Still isn’t relevant to the larger point though, unless you’re saying CNBC doesn’t claim to do any news or journalism at all ?
Quaker in a Basement
Theory: The personal computer is killing journalism. With more computers, companies hire fewer secretaries. Secretaries know everything that happens inside a company. Without secretaries, there are fewer sources for journalists.
Caravelle
What would you do in that analogy, praise the dog and give it a treat ? Not do anything to make the dog understand this is not OK, or keep it away from the chickens ?
This behavior only makes sense if you really don’t care about your chickens. So yes indeed, good analogy. Not really applicable to those of us who care about our job or our retirement, but otherwise sure.
Ella in NM
@Caravelle:
Breathe, dude, I was being ironic. Or facetious. Or some other term meaning sarcastic.
However, since you asked: I wouldn’t train the dog to hunt in the first place. I’d teach it to catch a Frisbee instead.
matt
The deal with journalists valuing access is this – their job is to do reporting, not to seek the truth. Reporting means talking to people, and talking to important people means they’re doing a good job by the professional standards of the profession of journalism. The real problem is that this system we’ve got has weaknesses that everyone now understands and systematically exploits.
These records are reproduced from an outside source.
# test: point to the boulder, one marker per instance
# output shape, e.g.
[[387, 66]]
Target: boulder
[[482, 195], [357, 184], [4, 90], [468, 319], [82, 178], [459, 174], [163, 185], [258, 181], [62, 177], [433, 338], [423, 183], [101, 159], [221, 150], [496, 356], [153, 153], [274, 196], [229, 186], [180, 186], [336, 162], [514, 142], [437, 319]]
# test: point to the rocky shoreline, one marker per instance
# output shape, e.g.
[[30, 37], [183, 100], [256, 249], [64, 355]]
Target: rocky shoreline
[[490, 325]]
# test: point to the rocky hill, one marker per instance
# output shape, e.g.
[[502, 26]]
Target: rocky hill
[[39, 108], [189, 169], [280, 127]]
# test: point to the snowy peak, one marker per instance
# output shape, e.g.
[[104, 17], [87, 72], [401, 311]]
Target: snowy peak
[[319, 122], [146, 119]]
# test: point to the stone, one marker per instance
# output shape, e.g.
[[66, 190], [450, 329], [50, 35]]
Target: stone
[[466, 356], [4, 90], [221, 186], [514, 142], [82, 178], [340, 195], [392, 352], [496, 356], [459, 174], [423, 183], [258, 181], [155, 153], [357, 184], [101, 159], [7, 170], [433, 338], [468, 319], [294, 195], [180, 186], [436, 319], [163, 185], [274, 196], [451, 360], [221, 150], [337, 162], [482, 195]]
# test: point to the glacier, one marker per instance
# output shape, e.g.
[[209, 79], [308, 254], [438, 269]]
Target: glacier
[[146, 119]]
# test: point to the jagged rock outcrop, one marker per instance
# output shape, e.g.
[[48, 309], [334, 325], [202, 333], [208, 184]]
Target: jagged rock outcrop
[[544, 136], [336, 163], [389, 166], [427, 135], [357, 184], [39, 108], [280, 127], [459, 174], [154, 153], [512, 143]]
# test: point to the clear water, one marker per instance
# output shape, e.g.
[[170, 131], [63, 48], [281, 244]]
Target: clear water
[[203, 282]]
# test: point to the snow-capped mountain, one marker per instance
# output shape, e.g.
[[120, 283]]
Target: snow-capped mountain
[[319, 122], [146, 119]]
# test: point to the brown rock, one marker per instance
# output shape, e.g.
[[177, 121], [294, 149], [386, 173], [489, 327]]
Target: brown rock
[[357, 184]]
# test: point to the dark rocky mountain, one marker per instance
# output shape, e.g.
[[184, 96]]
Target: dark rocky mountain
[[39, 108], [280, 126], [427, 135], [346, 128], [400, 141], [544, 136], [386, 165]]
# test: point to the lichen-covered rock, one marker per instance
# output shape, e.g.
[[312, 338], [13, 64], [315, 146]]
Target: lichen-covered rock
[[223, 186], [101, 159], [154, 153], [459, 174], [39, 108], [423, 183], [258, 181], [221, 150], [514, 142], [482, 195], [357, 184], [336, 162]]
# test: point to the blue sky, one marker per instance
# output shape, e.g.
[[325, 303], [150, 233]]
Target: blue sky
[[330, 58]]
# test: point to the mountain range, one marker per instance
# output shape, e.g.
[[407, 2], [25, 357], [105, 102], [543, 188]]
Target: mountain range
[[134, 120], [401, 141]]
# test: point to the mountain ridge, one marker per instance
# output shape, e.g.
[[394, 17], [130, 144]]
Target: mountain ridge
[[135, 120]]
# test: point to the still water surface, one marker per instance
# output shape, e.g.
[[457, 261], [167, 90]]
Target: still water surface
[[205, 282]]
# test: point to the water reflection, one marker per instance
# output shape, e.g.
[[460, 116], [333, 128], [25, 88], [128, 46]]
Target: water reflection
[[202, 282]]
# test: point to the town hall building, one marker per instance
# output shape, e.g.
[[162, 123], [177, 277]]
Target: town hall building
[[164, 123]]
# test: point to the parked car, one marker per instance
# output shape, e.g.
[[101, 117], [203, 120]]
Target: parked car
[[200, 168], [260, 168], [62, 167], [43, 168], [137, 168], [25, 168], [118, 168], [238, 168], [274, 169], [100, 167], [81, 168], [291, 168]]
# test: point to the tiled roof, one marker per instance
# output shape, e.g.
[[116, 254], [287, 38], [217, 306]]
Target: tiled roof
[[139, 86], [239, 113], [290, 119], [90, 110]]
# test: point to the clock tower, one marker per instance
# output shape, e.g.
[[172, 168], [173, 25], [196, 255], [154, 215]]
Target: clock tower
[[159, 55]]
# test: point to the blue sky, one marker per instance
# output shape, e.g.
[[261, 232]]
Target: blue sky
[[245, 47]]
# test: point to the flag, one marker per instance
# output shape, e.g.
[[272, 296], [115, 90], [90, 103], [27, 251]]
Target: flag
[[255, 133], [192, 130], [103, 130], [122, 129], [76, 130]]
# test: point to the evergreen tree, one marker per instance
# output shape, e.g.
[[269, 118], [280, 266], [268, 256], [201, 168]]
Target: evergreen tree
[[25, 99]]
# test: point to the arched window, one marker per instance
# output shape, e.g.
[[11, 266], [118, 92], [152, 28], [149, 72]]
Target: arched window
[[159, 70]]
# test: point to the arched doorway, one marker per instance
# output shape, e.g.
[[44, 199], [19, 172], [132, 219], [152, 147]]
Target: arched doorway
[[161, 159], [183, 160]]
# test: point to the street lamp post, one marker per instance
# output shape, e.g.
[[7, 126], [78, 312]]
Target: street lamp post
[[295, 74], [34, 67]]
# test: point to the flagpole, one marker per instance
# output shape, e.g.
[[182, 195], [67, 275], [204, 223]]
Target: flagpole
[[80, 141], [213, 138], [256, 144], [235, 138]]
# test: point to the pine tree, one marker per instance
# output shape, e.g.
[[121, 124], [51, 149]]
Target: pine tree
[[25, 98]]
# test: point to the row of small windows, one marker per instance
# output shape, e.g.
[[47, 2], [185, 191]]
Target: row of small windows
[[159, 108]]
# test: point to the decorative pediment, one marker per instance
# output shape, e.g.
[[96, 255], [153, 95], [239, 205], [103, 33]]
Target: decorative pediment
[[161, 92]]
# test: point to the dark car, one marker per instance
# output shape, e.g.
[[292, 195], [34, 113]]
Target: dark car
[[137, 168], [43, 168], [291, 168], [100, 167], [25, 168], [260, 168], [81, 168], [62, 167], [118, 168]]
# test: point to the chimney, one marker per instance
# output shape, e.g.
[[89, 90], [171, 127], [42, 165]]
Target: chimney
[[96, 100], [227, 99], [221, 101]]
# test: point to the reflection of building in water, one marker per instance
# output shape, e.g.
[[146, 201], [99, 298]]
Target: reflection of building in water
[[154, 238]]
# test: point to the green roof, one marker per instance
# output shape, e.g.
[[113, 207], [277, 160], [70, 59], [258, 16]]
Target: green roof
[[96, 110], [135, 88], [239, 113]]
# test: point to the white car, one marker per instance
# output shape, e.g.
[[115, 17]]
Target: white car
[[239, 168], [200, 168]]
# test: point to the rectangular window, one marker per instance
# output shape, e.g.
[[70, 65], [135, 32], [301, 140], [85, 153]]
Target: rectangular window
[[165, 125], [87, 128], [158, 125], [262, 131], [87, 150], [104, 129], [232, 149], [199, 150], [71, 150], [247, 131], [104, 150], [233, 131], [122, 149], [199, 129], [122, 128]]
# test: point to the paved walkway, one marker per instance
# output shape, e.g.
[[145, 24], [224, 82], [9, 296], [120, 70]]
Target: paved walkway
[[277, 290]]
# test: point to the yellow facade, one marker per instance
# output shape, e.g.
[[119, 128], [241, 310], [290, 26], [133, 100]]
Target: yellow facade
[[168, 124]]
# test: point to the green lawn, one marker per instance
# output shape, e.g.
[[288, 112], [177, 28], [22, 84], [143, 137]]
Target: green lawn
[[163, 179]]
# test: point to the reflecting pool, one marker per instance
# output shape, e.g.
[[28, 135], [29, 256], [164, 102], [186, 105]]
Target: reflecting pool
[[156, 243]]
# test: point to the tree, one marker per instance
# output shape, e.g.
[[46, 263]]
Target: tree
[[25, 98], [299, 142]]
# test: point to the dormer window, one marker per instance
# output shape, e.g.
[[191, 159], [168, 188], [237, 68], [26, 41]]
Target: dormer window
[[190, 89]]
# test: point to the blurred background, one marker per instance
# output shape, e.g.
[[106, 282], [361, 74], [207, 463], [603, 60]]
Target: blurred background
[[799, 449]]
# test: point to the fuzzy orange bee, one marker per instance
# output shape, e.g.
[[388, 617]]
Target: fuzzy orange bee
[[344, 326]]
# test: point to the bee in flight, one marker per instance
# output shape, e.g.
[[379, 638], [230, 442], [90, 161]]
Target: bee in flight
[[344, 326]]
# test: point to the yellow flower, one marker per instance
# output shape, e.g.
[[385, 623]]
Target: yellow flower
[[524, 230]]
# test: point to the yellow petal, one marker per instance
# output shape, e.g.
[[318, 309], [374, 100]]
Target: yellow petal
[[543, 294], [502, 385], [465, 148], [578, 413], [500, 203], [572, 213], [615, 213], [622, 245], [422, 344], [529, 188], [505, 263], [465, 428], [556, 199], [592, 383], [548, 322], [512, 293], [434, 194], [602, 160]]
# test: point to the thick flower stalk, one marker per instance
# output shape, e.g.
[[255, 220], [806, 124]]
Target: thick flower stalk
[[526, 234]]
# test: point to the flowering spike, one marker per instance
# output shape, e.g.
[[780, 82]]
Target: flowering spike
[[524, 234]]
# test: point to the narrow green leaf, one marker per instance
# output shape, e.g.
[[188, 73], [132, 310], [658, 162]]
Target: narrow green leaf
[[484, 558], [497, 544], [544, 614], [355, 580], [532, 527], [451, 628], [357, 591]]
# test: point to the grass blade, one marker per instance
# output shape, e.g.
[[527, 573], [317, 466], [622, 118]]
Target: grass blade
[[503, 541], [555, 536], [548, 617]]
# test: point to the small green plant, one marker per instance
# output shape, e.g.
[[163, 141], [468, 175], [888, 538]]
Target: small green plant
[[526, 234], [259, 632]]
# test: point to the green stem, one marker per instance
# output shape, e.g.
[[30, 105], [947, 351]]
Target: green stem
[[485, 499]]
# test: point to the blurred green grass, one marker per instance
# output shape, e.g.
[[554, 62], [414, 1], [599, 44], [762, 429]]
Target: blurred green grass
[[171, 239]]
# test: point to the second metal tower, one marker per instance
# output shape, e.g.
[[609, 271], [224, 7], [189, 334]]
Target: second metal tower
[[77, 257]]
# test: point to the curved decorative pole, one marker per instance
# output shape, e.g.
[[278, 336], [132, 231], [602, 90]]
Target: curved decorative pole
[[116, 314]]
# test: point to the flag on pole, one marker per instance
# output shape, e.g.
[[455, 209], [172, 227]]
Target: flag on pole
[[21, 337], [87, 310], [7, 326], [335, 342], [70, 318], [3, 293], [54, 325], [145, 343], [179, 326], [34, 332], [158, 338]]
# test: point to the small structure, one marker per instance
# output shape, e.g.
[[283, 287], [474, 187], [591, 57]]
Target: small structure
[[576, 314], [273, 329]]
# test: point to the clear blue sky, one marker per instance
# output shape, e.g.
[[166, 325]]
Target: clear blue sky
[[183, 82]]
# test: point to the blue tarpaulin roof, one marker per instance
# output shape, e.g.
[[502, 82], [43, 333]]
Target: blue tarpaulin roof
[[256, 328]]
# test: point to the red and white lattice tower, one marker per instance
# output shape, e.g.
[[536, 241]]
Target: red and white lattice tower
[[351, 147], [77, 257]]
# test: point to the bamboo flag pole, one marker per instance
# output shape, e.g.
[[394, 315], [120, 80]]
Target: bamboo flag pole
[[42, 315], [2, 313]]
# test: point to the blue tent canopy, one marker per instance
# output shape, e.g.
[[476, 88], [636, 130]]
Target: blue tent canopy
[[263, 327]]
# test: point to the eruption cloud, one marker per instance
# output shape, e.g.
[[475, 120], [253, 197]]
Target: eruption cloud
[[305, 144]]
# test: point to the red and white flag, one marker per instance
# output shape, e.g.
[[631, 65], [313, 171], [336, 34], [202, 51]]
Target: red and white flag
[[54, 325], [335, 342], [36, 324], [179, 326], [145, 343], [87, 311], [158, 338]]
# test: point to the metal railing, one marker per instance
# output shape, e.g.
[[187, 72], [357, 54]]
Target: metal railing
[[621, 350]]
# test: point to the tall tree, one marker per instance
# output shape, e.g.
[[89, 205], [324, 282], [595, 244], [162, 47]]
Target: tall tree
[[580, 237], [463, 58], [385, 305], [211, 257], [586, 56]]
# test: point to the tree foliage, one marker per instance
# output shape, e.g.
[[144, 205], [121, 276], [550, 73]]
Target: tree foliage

The only real remedy is – exactly what’s going on in the world right now. Outlets that value truth-finding more than reporting will win in the marketplace and outlets that value reporting over truth-finding are being pummeled and destroyed by market forces. So we see a cottage industry in Kremlinology directed towards journalism itself – the blogging phenomenon.
The only real hope for change is that eventually the hidebound gatekeepers of the profession of journalism will realize they are screwing themselves out of the market altogether and will reform their practices.
Comrade Darkness
John Stewart Pt. 3 of the unedited version: These guys at these companies were on a sherman’s march, through their companies, financied by our 401ks, and all of the incentives of their companies were for short term profit and they burned the f*ckin’ house down with our money and walked away rich as hell.
We have well and truly devolved into an aristocracy. The ONLY one speaking the truth is the court jester.
HyperIon
@r€nato:
In three months everyone might be unemployed.
r€nato
I totally agree. He was a real Chicken Little on war with Iran, every six months breathlessly reporting that BushCo was on the verge of instigating a war with them.
Jason
@Caravelle:
Do they? :) I’ve tried watching that channel a couple of times. Its pretty brutal unless you’re *really* in to business. And if you are it would appear they’re bullshitting you ;)
You said you don’t watch too much TV….good for you. Most of it, save for Battlestar Galactica, rots the brain ;)
Just Some Fuckhead
@Comrade Darkness: Jesus, that’s a very depressing observation.
tomkraj
What Stewart exposed last night was the cozy relationship between the NY business media and the people they cover.
"They were my friends and they lied to me." How pathetic.
The same relationship exists between Washington journalists and the people they cover.
And since it is cozy and the journalists are too lazy to research the facts we get BS.